You don’t have to permanently change your diet after gallbladder surgery. But making changes in the weeks after the procedure can help keep you comfortable.
If you’re having surgery to remove your gallbladder, you'll likely have to alter your diet.
But for how long?
“While you might have to change your diet after gallbladder surgery, most people can resume their normal pattern of eating after a few weeks,” says Vicky Bhagat, MD, gastroenterologist at Geisinger.
What does your gallbladder do?
The gallbladder is a small, pear-shaped sac under the liver. It stores and concentrates bile, a yellow-green fluid. Bile is produced by the liver and stored in the gallbladder until it’s needed to help digest food. After you eat, the gallbladder contracts and squeezes bile through a small duct into the small intestine, where it helps break down fats.
The gallbladder may not seem important, but it plays a big role in digestion. Without it, bile flows directly from the liver into the small intestine, where it isn’t as effective.
Why would you have your gallbladder removed?
Sometimes bilirubin — a byproduct of broken-down red blood cells — or cholesterol can harden and form pebble-like deposits in your gallbladder called gallstones. Gallstones can vary in shape and size, and you can have one or many stones in your gallbladder.
“Gallstones form when your body produces too much cholesterol or bilirubin, or if your gallbladder doesn’t empty correctly,” says Dr. Bhagat.
When these stones block your bile duct, they can cause discomfort or even pain that requires immediate medical attention.
Symptoms can include:
- Pain in your upper right or center abdomen
- Pain between the shoulder blades
- Right shoulder pain
Some people don’t have any symptoms from gallstones.
“If you have severe abdominal pain in which you can’t find a comfortable position, have jaundice or a high fever, seek medical care immediately,” says Dr. Bhagat.
Some people have their gallbladders removed because they have a condition called cholecystitis, which is inflammation of the gallbladder. Cholecystitis can be caused by gallstones.
Other conditions that can make someone a candidate for gallbladder removal surgery include:
- Biliary dyskinesia: An issue with bile mobility in the gallbladder
- Choledocholithiasis: A bile duct blocked by gallstones
- Pancreatitis: Inflammation of the pancreas
What’s the best diet after gallbladder surgery?
After gallbladder surgery, you may need to eat smaller meals more often and avoid high-fat foods.
For most people, removing the gallbladder doesn’t cause any problems with fat digestion because the liver still produces enough bile to do the job.

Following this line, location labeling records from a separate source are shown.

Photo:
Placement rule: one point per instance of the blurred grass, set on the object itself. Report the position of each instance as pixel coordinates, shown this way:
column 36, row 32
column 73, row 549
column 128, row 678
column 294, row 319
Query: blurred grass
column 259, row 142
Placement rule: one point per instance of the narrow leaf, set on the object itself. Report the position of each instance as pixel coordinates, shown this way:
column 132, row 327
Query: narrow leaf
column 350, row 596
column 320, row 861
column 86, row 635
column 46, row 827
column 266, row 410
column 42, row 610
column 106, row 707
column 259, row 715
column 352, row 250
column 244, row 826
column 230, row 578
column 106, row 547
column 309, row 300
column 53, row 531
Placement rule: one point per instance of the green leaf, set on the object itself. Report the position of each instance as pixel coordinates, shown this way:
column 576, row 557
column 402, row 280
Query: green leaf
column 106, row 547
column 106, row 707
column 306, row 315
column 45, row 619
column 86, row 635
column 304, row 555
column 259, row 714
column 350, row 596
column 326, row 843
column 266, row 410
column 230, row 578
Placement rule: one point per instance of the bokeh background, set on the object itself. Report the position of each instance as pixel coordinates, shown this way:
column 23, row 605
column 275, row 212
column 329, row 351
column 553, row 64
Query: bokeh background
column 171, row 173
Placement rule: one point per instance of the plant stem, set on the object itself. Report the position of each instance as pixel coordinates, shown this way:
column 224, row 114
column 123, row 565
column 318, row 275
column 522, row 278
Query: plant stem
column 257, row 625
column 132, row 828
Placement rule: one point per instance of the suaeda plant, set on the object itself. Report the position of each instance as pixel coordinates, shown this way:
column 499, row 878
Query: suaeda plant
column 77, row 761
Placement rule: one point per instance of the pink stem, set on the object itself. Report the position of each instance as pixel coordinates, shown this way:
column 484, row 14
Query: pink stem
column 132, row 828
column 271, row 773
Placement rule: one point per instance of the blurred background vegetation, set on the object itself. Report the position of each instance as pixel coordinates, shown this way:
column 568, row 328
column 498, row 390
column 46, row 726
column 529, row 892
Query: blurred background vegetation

But some people may need to change their diet after gallbladder surgery.
You may need to limit foods that are high in fat, such as fried foods, fatty meats, whole milk dairy products and butter. Instead, opt for leaner protein sources, such as grilled chicken or fish, tofu, legumes and low-fat dairy products.
It’s also important to eat plenty of fiber-rich foods to help with digestion and prevent constipation. Good sources of fiber include fruits, vegetables, whole grains and beans.
Stay hydrated by drinking plenty of fluids, including water, unsweetened tea or coffee and low-sugar fruit juices.
How long should you follow this diet?
You should follow a gallbladder diet for at least two weeks after surgery. This will help your body recover and adjust to the new way of digesting food.
“After two weeks, you can start to reintroduce high-fat foods into your diet, but slowly and in moderation,” says Dr. Bhagat. “It’s also important to eat plenty of fiber-rich foods and stay hydrated.”